Só nas fases de decadência um sistema torna ao mesmo tempo o crescimento económico materialmente impossível e socialmente inviável. A cada formação económica corresponde um sistema político. A correspondência entre as forças produtivas e o carácter coletivo das relações de produção impõem a adoção de formas de transição para o socialismo.

4 - E o governo PS?

O governo PS não é um governo de esquerda. É um governo s-d com elementos cujas preferências seriam governar com o PSD, um "outro" PSD. É um governo que procura realizar uma política não neoliberal com as regras neoliberais da UE.

A reposição de rendimentos, suspensão e reversão de algumas privatizações não deixa de ser uma política s-d, se não for acompanhada de efetivo controlo público da economia e de planeamento económico democrático. Estas políticas não ocorrem porque o PS não tem intenção de afrontar nem o grande capital, nem a UE. Porém, não será possível desenvolver o país sem reestruturação da dívida e sem ajuste cambial (isto é, sair do euro). Em juros e PPPs o país gasta cerca de 10 mil milhões de euros por ano. A redução destes montantes seria uma importante medida realmente estrutural.

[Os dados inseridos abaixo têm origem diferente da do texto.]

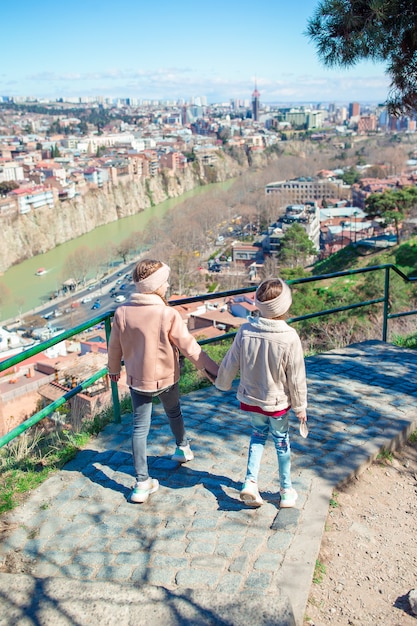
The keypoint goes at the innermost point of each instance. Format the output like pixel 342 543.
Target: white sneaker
pixel 288 498
pixel 183 454
pixel 250 494
pixel 143 490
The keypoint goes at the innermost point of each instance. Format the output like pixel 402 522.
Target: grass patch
pixel 319 571
pixel 27 461
pixel 385 455
pixel 333 500
pixel 413 437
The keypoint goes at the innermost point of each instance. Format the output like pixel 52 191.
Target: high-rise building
pixel 255 104
pixel 354 109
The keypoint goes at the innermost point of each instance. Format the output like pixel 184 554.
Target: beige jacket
pixel 147 335
pixel 269 356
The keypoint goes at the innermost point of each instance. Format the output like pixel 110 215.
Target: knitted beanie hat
pixel 154 281
pixel 278 306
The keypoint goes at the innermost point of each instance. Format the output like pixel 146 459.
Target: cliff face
pixel 42 229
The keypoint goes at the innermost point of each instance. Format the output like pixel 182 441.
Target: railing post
pixel 386 305
pixel 114 388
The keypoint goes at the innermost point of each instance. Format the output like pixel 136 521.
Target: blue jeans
pixel 142 413
pixel 278 427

Contudo, bastou o PS afastar-se da ortodoxia neoliberal e estabelecer acordos com o PCP, BE e Verdes, revertendo algumas situações do social e da democracia, para sofrer os ataques concertados da direita/extrema-direita e da comunicação social ao seu serviço. Comparem-se as primeiras páginas da imprensa e as análises de comentadores atuais e durante o governo PSD-CDS:  problemas graves como a recessão, o empobrecimento, o aumento da dívida, o descalabro do sistema financeiro, privatizações contra o interesse público, desemprego, mentiras e contradições do PM, sucessivos falhanços de previsões, eram escamoteados, reduzidos a insignificâncias, justificados.

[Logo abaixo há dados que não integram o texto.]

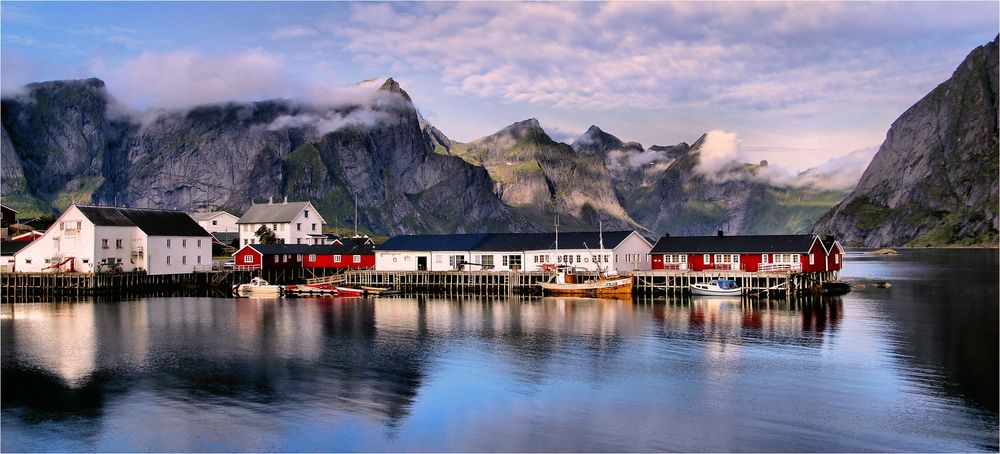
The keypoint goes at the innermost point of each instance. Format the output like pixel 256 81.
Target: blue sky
pixel 796 83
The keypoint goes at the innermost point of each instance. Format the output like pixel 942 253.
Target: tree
pixel 265 235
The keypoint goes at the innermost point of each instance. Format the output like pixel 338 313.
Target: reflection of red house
pixel 806 253
pixel 343 253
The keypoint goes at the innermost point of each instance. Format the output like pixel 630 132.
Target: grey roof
pixel 204 216
pixel 741 244
pixel 273 212
pixel 11 247
pixel 152 222
pixel 271 249
pixel 503 242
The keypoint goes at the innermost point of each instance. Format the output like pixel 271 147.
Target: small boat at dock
pixel 717 287
pixel 567 283
pixel 258 287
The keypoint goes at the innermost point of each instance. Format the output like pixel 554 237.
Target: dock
pixel 647 283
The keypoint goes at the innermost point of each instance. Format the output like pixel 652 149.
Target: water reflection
pixel 451 373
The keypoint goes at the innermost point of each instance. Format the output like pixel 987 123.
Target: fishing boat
pixel 716 287
pixel 258 287
pixel 349 291
pixel 567 282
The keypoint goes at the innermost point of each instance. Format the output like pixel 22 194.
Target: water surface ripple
pixel 910 368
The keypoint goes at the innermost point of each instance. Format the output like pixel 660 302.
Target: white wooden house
pixel 217 221
pixel 291 222
pixel 622 251
pixel 92 238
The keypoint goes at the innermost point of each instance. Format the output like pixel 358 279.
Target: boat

Atualmente procura-se menorizar os aspetos positivos, dramatizar questões acessórias, suportar dados falsos veiculados pela direita, induzir a que se pense o contrário da realidade, como no caso dos impostos em que a carga fiscal foi diminuída.

Justifica-se então apoiar o governo PS na base do protocolo estabelecido? Quando temos dúvidas é conveniente ir às fontes e escutar os mestres.

Escreviam Marx e Engels em A Ideologia Alemã:   "Para nós o comunismo não é um estado que deva implantar-se, um ideal a que a realidade se deve sujeitar. Nós chamamos comunismo ao movimento real que anula e supera o estado de coisas atual. As condições deste movimento resultam das condições atualmente existentes".

Em Princípios do comunismo, afirmava Engels:  "Socialistas democráticos, têm em muitos aspetos os mesmos interesses que os proletários, por isso os comunistas devem entender-se nos momentos de ação mantendo, sempre que seja possível, uma política de ação com eles, desde que estes socialistas não se ponham ao serviço da burguesia dominante e não ataquem os comunistas. Estas ações não excluem a discussão de divergências que existem entre eles e os comunistas".

Cada um julgará por si. De qualquer forma parece-nos que os fundadores do materialismo-dialético deixam claro, as razões e os limites de um apoio.

[1] A Alemanha ensanguentada, Ed. Bertrand, 2016, p. 158. Aquilino refere-se à Alemanha pós-guerra dos anos 20.
[2] Roberto Lavagna, A Europa à beira do abismo, coord. de Tony Phillips, Ed.. Bertrand, 2014, p. 48.